Obviously, the construction of the water tower must have coincided with the decision to have a local waterworks. A 1940 Jeffersonian newspaper article explained how the Louisville Water Company thought it would be wise for all the communities in Jefferson County to obtain an adequate water supply and modern facilities, but it would be the responsibility of the inhabitants of each town to decide to invest in their own systems, since it would take a great deal of organization to solve any problems and needs that each individual community would face, as well as a financial investment in the initial construction of each local water system.
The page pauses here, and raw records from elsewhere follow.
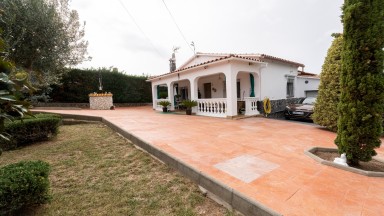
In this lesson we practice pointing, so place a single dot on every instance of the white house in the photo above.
(222, 84)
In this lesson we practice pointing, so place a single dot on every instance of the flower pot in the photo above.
(189, 112)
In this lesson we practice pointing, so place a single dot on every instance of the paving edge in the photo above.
(235, 199)
(311, 153)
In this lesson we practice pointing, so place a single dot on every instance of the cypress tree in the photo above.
(362, 80)
(325, 110)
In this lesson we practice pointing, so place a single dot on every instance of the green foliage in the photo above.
(325, 109)
(77, 84)
(42, 36)
(23, 184)
(29, 130)
(13, 85)
(189, 103)
(362, 80)
(163, 95)
(164, 103)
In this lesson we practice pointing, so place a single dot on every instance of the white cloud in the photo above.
(295, 30)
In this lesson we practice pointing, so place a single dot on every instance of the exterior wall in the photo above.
(100, 102)
(199, 59)
(302, 87)
(245, 85)
(274, 80)
(270, 81)
(217, 85)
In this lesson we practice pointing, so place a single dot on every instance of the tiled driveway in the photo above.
(261, 158)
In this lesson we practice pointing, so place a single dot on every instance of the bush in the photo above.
(23, 184)
(30, 130)
(77, 84)
(325, 109)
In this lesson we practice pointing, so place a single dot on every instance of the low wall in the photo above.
(104, 102)
(86, 105)
(278, 107)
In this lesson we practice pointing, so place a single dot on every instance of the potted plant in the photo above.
(189, 104)
(165, 105)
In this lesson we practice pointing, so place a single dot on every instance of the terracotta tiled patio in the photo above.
(261, 158)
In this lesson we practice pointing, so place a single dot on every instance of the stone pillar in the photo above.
(101, 101)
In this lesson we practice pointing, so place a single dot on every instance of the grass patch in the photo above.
(97, 172)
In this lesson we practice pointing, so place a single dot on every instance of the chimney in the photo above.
(172, 63)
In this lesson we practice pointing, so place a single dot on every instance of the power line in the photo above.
(137, 25)
(174, 21)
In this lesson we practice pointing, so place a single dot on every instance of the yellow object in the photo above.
(267, 105)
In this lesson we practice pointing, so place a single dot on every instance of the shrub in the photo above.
(164, 103)
(361, 81)
(325, 109)
(30, 130)
(23, 184)
(77, 84)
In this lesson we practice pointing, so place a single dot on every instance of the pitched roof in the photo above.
(307, 74)
(224, 56)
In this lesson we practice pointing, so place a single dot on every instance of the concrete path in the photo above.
(261, 158)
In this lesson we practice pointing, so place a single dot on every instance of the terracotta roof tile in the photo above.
(227, 56)
(223, 56)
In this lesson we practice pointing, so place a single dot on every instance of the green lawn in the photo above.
(97, 172)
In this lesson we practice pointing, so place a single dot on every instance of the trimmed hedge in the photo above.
(77, 84)
(29, 130)
(23, 184)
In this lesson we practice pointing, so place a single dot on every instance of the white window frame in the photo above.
(290, 93)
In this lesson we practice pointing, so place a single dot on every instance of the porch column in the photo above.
(154, 96)
(193, 83)
(171, 97)
(262, 70)
(194, 87)
(231, 92)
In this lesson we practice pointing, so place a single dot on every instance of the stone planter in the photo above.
(101, 101)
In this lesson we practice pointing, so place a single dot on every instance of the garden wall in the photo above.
(278, 107)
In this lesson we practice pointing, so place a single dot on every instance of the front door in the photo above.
(207, 90)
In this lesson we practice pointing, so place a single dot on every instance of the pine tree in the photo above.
(325, 110)
(362, 80)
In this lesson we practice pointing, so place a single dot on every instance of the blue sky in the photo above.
(138, 36)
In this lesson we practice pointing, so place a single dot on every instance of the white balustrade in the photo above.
(215, 107)
(159, 107)
(251, 106)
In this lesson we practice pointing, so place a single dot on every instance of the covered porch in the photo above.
(226, 89)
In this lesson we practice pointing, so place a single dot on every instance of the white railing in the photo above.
(251, 105)
(159, 107)
(215, 107)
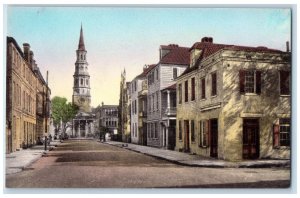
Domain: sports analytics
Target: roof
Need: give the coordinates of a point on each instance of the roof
(210, 48)
(145, 72)
(177, 55)
(12, 40)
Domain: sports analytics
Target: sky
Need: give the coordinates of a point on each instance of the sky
(118, 38)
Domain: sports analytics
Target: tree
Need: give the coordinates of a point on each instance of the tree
(63, 112)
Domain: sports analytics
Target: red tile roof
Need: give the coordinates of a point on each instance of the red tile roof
(177, 55)
(145, 72)
(210, 48)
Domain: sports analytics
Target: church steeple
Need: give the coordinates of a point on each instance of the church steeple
(81, 88)
(81, 41)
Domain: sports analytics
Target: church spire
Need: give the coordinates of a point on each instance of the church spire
(81, 41)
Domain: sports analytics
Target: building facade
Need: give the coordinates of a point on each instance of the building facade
(124, 109)
(138, 95)
(22, 82)
(233, 102)
(107, 116)
(173, 61)
(83, 123)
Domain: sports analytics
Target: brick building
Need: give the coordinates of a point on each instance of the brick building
(173, 60)
(22, 92)
(233, 102)
(138, 113)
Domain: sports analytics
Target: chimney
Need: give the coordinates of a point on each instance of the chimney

Jeffersontown created its first water commission in 1940, and a 1947 news article noted that it was a good example of a city that bought water from Louisville, but handled all its own bookkeeping and meter reading. The water company only had to present a single bill and was “relieved of all the details.”
Jeffersontown even maintained its own tank tower that supplied the local water supply distribution. In 1951, a building was constructed at the foot of the water tower on Taylorsville Road to house the local Water Commission.
By 1975, Jeffersontown’s first water tower – that beloved green metal giant that dominated the town square since 1937 – had rusted and sprung a leak. It was not considered worth the effort to repair, so piece by piece, it was torn down and the controls diverted to the 500,000-gallon tank at Watterson Trail and Bluegrass Parkway. Commissioners agreed that the old water tower was a “landmark” in Jeffersontown, and they even suggested that portions of the tower could be donated to local historical societies. That, in fact, did happen, and the Jeffersontown Historical Museum is the proud custodian of not only the first piece of metal cut from the tower, but its water gauge and Caldwell Company installation plaque from 1937.
The old water tower has been gone for more than four decades now, but it remains a fixture in the minds of residents who grew up with it as a centerpiece to their memories of the town square. The giant metal tank that towered 100 feet over the city not only held the town’s water, but its sentiment as well. Some things, you just never forget, and Jeffersontown’s old water tower will always be one of them.